I have tried various approaches and watched many solutions on youtube as well, but there isn't anything standing out in those solutions that can resolve my problem or I might be missing something. Can someone spot where I am going wrong?
My code:
#include <iostream>
#include <vector>
#include <queue>
using namespace std;
bool vis[1001][1001];
char path[1001][1001];
queue<pair<int, int>> q;
vector<pair<int, int>> moves = {
{1, 0},
{-1, 0},
{0, 1},
{0, -1}};
vector<char> final_path;
int n, m, sx, sy, ex, ey;
bool is_valid(int i, int j)
{
if (i < 0 || i >= n || j < 0 || j >= m)
{
return false;
}
if (vis[i][j])
return false;
return true;
}
bool bfs(int i, int j)
{
vis[i][j] = true;
q.push({i, j});
while (!q.empty())
{
pair<int, int> f = q.front();
q.pop();
if (f.first == ex && f.second == ey)
{
int p = f.first;
int r = f.second;
while (p != sx or r != sy)
{
// cout << p << r << sx << sy << endl;
if (path[p][r] == 'D')
{
final_path.insert(final_path.begin(), 'D');
p--;
}
if (path[p][r] == 'U')
{
final_path.insert(final_path.begin(), 'U');
p++;
}
if (path[p][r] == 'R')
{
final_path.insert(final_path.begin(), 'R');
r--;
}
if (path[p][r] == 'L')
{
final_path.insert(final_path.begin(), 'L');
r++;
}
}
// cout << p << r << sx << sy << endl;
return true;
}
else
{
for (int k = 0; k < 4; k++)
{
if (is_valid(f.first + moves[k].first, f.second + moves[k].second))
{
vis[f.first + moves[k].first][f.second + moves[k].second] = true;
q.push({f.first + moves[k].first, f.second + moves[k].second});
if (k == 0)
path[f.first + moves[k].first][f.second + moves[k].second] = 'D';
if (k == 1)
path[f.first + moves[k].first][f.second + moves[k].second] = 'U';
if (k == 2)
path[f.first + moves[k].first][f.second + moves[k].second] = 'R';
if (k == 3)
path[f.first + moves[k].first][f.second + moves[k].second] = 'L';
}
}
}
}
return false;
}
int main()
{
ios_base::sync_with_stdio(false);
cin >> n >> m;
for (int i = 0; i < n; i++)
{
for (int j = 0; j < m; j++)
{
char c;
cin >> c;
if (c == 'A')
{
sx = i, sy = j;
}
if (c == 'B')
{
ex = i, ey = j;
}
if (c == '#')
{
vis[i][j] = true;
}
}
}
if (bfs(sx, sy))
{
cout << "YES" << endl
<< final_path.size() << endl;
for (auto i : final_path)
cout << i;
}
else
{
cout << "NO";
}
return 0;
}
final_path.insert is not efficient, it has a O(𝑛) time complexity where 𝑛 is the size of final_path. As you need to call this repeatedly, it amounts to a time complexity of O(𝑛²) where 𝑛 is the length of the found path.

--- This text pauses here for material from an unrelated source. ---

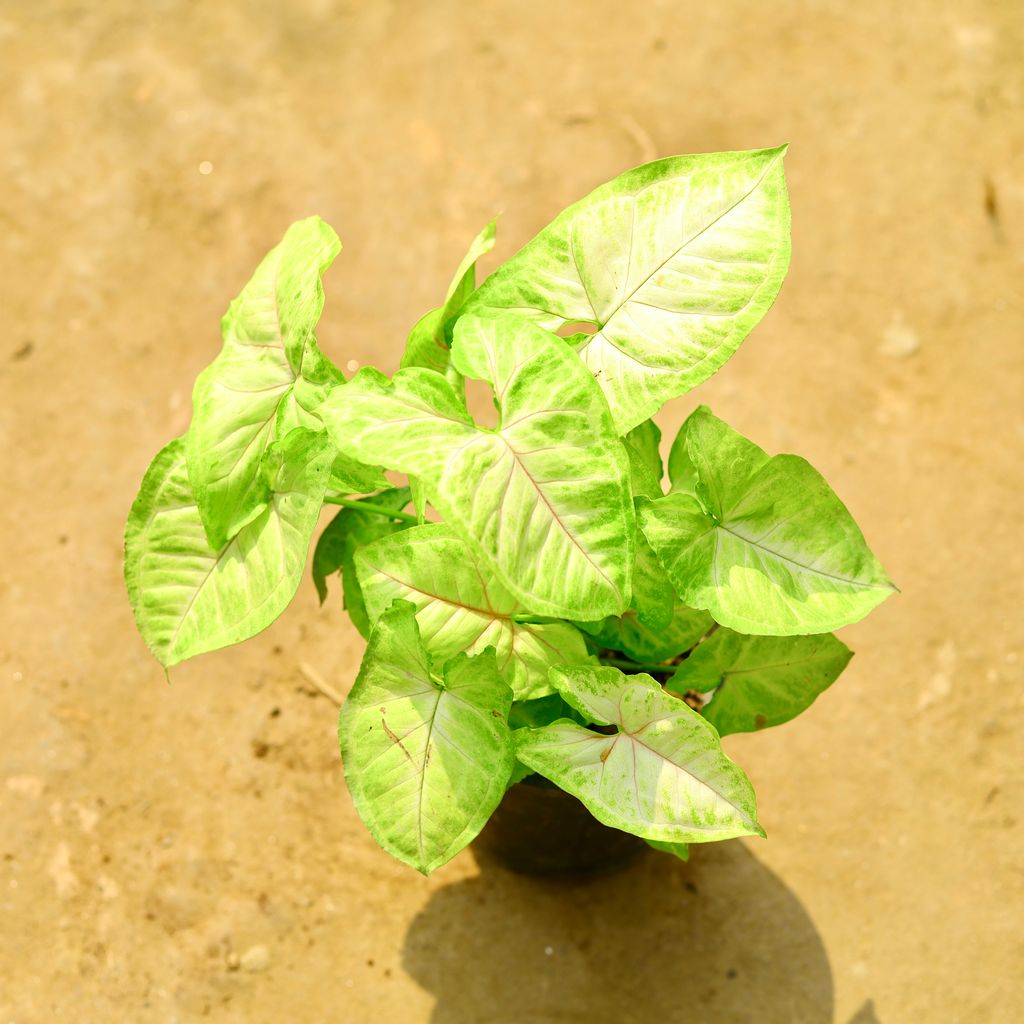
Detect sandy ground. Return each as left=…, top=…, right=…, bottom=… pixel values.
left=0, top=0, right=1024, bottom=1024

For better efficiency, start your search from B and find A, so in the opposite direction. Then you can use final_path.push_back which has better efficiency -- amortised O(1) in your case, which means the complete path is built in O(𝑛) time complexity.
When you implement this change, make sure to store the letters in the path as if you were traversing it from A to B.